IF 1.2 4区 医学 Pub Date : 2024-03-01 DOI: 10.1097/JXX.0000000000000962
Jennifer Wells, Stephen C Sorsby

Abstract: Diabetic myonecrosis (DMN) is an underdiagnosed cause of spontaneous extremity pain and swelling in patients with diabetes. Failure to consider this diagnosis in patients with recent onset of extremity pain may lead to inappropriate testing and to treatment that worsens symptoms and delays healing. The following is a case report of recurrent diabetic myonecrosis in a 36-year-old woman that highlights several typical features of this uncommon disorder. We discuss the differential diagnosis and how to rapidly identify DMN, as well as best practices for the treatment of the disorder. We approach most types of muscular pain issues with stretching and exercise, but this approach can result in increased pain and delayed resolution in patients with DMN. Nurse practitioners and other providers should consider DMN when faced with a patient with diabetes and spontaneous extremity pain and understand how to efficiently diagnose this disorder and rule out other causes.
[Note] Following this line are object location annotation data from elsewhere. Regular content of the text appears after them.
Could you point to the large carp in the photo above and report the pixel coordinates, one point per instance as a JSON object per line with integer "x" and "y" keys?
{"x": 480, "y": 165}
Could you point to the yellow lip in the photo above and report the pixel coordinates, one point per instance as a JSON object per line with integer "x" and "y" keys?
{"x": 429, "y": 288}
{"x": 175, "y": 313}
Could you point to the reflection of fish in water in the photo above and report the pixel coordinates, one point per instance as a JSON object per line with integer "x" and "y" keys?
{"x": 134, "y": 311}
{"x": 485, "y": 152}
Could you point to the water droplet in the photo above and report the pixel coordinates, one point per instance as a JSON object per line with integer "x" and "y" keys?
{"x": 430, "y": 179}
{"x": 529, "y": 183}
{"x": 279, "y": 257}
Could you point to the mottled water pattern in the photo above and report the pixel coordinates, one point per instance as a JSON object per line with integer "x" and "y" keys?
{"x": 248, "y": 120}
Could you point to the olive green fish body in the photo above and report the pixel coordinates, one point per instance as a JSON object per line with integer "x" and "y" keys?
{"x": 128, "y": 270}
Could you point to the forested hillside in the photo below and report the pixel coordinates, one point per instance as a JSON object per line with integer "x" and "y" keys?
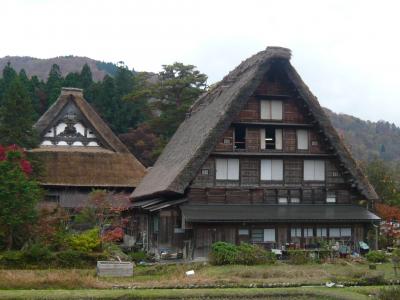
{"x": 368, "y": 140}
{"x": 44, "y": 78}
{"x": 68, "y": 64}
{"x": 145, "y": 109}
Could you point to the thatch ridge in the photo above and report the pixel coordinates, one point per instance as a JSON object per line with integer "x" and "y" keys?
{"x": 212, "y": 114}
{"x": 76, "y": 95}
{"x": 86, "y": 166}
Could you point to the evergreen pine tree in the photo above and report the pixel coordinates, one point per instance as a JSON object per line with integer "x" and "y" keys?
{"x": 9, "y": 75}
{"x": 17, "y": 117}
{"x": 86, "y": 78}
{"x": 54, "y": 84}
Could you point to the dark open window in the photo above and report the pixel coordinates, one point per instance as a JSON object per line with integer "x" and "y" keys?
{"x": 240, "y": 137}
{"x": 270, "y": 138}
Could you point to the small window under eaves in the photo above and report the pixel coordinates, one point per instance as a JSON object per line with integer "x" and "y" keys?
{"x": 240, "y": 137}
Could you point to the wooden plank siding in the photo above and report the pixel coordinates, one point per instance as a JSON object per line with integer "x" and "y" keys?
{"x": 207, "y": 234}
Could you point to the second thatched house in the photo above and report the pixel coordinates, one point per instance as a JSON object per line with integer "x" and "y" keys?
{"x": 80, "y": 153}
{"x": 256, "y": 160}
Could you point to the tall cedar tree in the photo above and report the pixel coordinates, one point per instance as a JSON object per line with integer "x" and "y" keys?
{"x": 9, "y": 75}
{"x": 170, "y": 93}
{"x": 19, "y": 195}
{"x": 54, "y": 84}
{"x": 85, "y": 77}
{"x": 178, "y": 87}
{"x": 383, "y": 179}
{"x": 17, "y": 117}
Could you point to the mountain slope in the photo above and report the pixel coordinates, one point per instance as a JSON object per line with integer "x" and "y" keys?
{"x": 68, "y": 64}
{"x": 368, "y": 140}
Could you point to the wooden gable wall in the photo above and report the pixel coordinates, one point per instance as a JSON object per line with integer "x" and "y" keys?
{"x": 249, "y": 188}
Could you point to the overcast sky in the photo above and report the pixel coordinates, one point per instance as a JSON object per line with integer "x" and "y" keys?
{"x": 348, "y": 52}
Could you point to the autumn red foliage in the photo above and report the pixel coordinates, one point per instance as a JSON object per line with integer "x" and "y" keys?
{"x": 16, "y": 154}
{"x": 391, "y": 217}
{"x": 115, "y": 235}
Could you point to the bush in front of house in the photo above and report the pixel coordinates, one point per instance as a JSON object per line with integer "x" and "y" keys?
{"x": 77, "y": 259}
{"x": 139, "y": 256}
{"x": 376, "y": 256}
{"x": 223, "y": 253}
{"x": 298, "y": 257}
{"x": 38, "y": 254}
{"x": 12, "y": 259}
{"x": 87, "y": 241}
{"x": 391, "y": 293}
{"x": 249, "y": 254}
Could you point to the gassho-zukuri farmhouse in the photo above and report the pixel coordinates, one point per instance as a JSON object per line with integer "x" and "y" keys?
{"x": 256, "y": 160}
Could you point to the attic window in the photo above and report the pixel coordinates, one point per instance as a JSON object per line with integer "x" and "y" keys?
{"x": 331, "y": 197}
{"x": 240, "y": 137}
{"x": 302, "y": 139}
{"x": 204, "y": 172}
{"x": 52, "y": 198}
{"x": 271, "y": 138}
{"x": 271, "y": 110}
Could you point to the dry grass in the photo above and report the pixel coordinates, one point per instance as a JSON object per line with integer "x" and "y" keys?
{"x": 174, "y": 276}
{"x": 63, "y": 279}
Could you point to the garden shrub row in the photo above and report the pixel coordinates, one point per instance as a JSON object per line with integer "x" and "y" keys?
{"x": 299, "y": 257}
{"x": 41, "y": 257}
{"x": 223, "y": 253}
{"x": 376, "y": 256}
摘要:糖尿病性肌坏死(DMN)是糖尿病患者自发四肢疼痛和肿胀的一个未被诊断的原因。在最近发作的四肢疼痛患者中,如果不考虑这一诊断,可能会导致不适当的测试和治疗,从而恶化症状并延迟愈合。以下是一例36岁女性复发性糖尿病性肌坏死的病例报告,强调了这种罕见疾病的几个典型特征。我们讨论了DMN的鉴别诊断和如何快速识别,以及治疗该疾病的最佳实践。我们通过拉伸和锻炼来解决大多数类型的肌肉疼痛问题,但这种方法可能会导致DMN患者疼痛加剧和缓解延迟。当面对糖尿病和自发性四肢疼痛的患者时,执业护士和其他提供者应该考虑DMN,并了解如何有效诊断这种疾病并排除其他原因。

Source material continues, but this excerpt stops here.